Prison Reforms of the U.S.
The Prison Reforms
Before the reforms in U.S. Prisons, the living conditions were horrible. The prisoners were confined in large rooms with several prisoners and given alcohol, resulting in many riots and successful prison escapes. New York then devised a system called the Auburn system where prisoners were confined to separate cells and forbidden to talk. Cruel treatment and overcrowding of prisoners became a problem so the government started looking for solutions. They looked at who was in prison and for what crime. They decided to help with the overpopulation in prisons by letting debtors go and closing debtors' prisons because even though some of the people there were thousands of dollars in debt, some of the debtors only owed a few dollars. As for the cruel treatment of prisoners, the government thought that it was useless so they turned prisons into reformatories for criminals. This would forever strengthen the trust that society gives towards free convicts, now knowing that they didn't just rot in prison and "plan their revenge" but that they are, hopefully, changed people that are more fit for society.
Prisons Before Reforms
There was much chaos in prisons before the reforms. This illustration depicts the mayhem that, in some cases, turned into riots.
Prisons After Reforms
The unified inmate workforce helped to get manual labor done to help contribute the rest of society and it also helped to refine the prisoners to they were more socially acceptable when they were released. Image from: http://www.correctionhistory.org/rooseveltisland/images/inmatelabor.jpg
Dorothea Dix's "I Tell What I Have Seen"- Reports of Asylum and Prison Reformer Dorothea Dix
“I Tell What I Have Seen”—The Reports of Asylum Reformer Dorothea Dix
MEMORIAL, TO THE LEGISLATURE OF MASSACHUSETTS
I respectfully ask to present this Memorial, believing that the cause, which . . . sanctions so unusual a movement, presents no equivocal claim to public consideration and sympathy. Surrendering to calm and deep convictions of duty my habitual views of what is womanly and becoming, I proceed briefly to explain what has conducted me before you unsolicited and unsustained, trusting, while I do so, that the memorialist will be speedily forgotten in the memorial.

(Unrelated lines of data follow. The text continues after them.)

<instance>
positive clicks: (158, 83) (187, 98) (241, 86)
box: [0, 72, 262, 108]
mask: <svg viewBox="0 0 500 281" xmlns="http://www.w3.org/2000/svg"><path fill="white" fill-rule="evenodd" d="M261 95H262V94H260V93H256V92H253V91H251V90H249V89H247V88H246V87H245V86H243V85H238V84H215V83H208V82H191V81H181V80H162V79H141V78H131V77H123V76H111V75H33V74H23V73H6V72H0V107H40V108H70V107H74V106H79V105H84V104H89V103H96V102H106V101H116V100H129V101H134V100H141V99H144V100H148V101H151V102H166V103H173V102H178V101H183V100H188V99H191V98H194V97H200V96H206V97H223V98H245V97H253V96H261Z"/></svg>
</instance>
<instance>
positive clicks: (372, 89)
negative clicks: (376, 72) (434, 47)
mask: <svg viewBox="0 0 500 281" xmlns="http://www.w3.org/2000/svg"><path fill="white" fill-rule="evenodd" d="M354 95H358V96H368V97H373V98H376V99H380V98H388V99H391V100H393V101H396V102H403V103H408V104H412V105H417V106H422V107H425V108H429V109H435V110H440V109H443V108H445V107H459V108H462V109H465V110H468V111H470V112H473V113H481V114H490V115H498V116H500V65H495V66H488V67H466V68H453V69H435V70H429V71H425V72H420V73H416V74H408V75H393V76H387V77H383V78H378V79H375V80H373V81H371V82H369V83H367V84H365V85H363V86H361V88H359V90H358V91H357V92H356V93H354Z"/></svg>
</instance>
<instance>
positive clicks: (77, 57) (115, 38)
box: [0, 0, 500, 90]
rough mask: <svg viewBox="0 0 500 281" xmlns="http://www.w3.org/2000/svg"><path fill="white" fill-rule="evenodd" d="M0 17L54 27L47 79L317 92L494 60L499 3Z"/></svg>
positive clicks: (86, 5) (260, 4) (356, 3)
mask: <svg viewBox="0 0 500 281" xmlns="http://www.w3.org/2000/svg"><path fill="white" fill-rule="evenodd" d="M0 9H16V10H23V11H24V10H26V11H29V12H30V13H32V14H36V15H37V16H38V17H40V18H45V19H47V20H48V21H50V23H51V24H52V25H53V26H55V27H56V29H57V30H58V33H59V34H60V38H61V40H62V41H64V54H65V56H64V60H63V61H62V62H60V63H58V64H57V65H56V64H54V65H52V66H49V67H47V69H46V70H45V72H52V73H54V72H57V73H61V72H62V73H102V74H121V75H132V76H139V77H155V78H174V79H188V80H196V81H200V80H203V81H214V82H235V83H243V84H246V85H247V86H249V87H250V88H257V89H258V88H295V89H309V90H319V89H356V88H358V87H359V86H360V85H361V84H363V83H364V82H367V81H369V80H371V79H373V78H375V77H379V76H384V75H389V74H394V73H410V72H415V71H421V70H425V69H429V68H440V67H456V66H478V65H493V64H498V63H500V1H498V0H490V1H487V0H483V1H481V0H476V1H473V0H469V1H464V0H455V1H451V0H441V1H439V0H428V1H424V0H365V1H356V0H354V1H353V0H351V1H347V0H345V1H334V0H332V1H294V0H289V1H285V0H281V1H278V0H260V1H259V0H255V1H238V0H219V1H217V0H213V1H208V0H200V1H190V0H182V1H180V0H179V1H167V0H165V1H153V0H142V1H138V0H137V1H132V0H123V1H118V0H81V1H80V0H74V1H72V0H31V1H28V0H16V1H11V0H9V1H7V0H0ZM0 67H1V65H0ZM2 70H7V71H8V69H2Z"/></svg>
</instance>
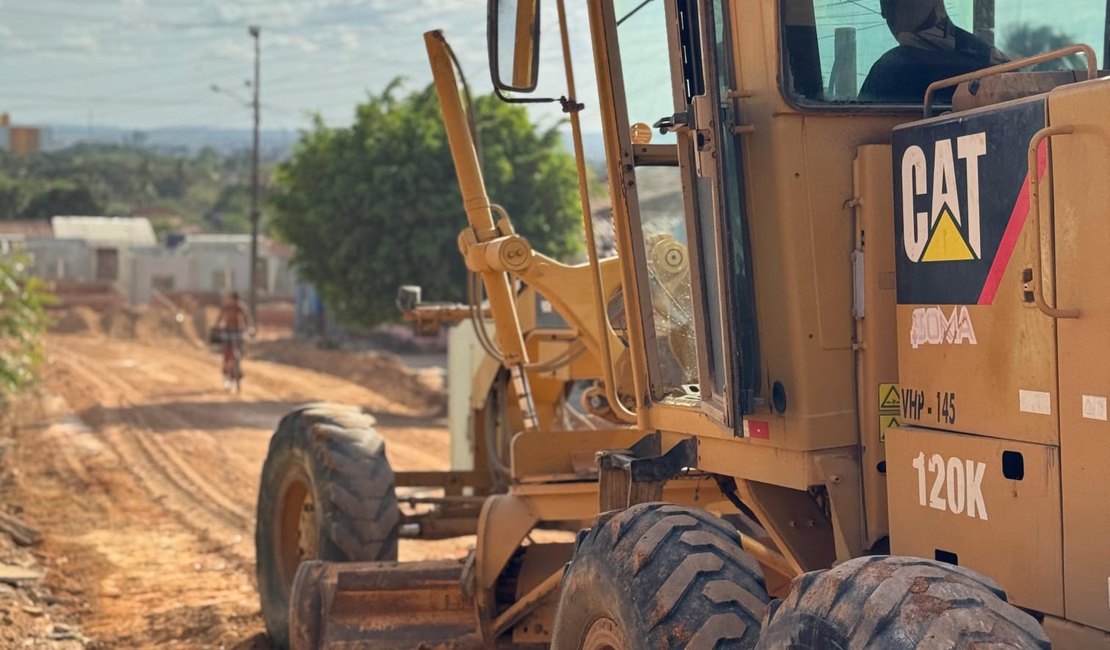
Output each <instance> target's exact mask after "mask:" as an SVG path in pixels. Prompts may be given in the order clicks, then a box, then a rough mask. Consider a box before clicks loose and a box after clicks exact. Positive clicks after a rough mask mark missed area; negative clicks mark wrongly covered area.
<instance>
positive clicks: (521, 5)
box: [486, 0, 539, 92]
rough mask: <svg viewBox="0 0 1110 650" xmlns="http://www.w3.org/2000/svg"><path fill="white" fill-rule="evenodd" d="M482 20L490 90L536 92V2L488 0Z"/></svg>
mask: <svg viewBox="0 0 1110 650" xmlns="http://www.w3.org/2000/svg"><path fill="white" fill-rule="evenodd" d="M486 20H487V26H486V37H487V47H488V49H490V77H491V79H492V80H493V85H494V88H496V89H497V90H499V91H509V92H532V91H534V90H536V77H537V72H538V69H539V0H490V4H488V13H487V16H486Z"/></svg>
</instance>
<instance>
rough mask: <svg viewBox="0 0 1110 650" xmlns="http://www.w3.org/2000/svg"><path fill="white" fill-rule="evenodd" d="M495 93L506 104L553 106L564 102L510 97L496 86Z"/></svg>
mask: <svg viewBox="0 0 1110 650" xmlns="http://www.w3.org/2000/svg"><path fill="white" fill-rule="evenodd" d="M493 93H494V94H495V95H497V99H499V100H501V101H503V102H505V103H506V104H551V103H555V102H558V101H562V100H557V99H555V98H536V97H531V98H529V97H509V95H507V94H505V93H504V92H502V90H501V89H499V88H497V85H496V84H494V87H493Z"/></svg>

About two years since leisure afforded opportunity, and duty prompted me to visit several prisons and alms-houses in the vicinity of this metropolis. I found, near Boston, in the Jails and Asylums for the poor, a numerous class brought into unsuitable connexion with criminals and the general mass of Paupers. I refer to Idiots and Insane persons, dwelling in circumstances not only adverse to their own physical and moral improvement, but productive of extreme disadvantages to all other persons brought into association with them. I applied myself diligently to trace the causes of these evils, and sought to supply remedies. As one obstacle was surmounted, fresh difficulties appeared. Every new investigation has been depth to the conviction that it is only by decided, prompt, and vigorous legislation the evils to which I refer, and which I shall proceed more fully to illustrate, can be remedied. I shall be obliged to speak with great plainness, and to reveal many things revolting to the taste, and from which my woman’s nature shrinks with peculiar sensitiveness. But truth is the highest consideration. I tell what I have seen—painful and as shocking as the details often are—that from them you may feel more deeply the imperative obligation which lies upon you to prevent the possibility of a repetition or continuance of such outrages upon humanity. If I inflict pain upon you, and move you to horror, it is to acquaint you with suffering which you have the power to alleviate, and make you hasten to the relief of the victims of legalized barbarity.
I come to present the strong claims of suffering humanity. I come to place before the Legislature of Massachusetts the condition of the miserable, the desolate, the outcast. I come as the advocate of helpless, forgotten, insane and idiotic men and women; of beings, sunk to a condition from which the most unconcerned would start with real horror; of beings wretched in our Prisons, and more wretched in our Alms-Houses. And I cannot suppose it needful to employ earnest persuasion, or stubborn argument, in order to arrest and fix attention upon a subject, only the more strongly pressing in its claims, because it is revolting and disgusting in its details.
Found at: http://www.ncbi.nlm.nih.gov/pmc/articles/PMC1470564/
This is a section of a report written by Dorothea Dix, explaining the immediate need for prison and asylum reforms because of the unbearable living conditions. In the rest of this article she very specifically states every prison/ asylum she's been to and makes sure to state every detail and example of what she sees. The reason she feels so passionately about the proper care of inmates is because when she was little, she had to run away from home to live with her grandmother because she was abused as a child and didn't want any more abuse happening to the inmates.
The prison reforms in America have always been up and down since the start of American prisons. The cruelty and overpopulation had always been a problem but wasn't formally addressed and permanently established in the U.S. until around the 1840's. The reason why it was a permanent reform was because the U.S. weren't the only ones to change their system, in fact, most of Europe was changing their systems of imprisonment so if a country was to revert back to their old ways, another country could easily call them out for it.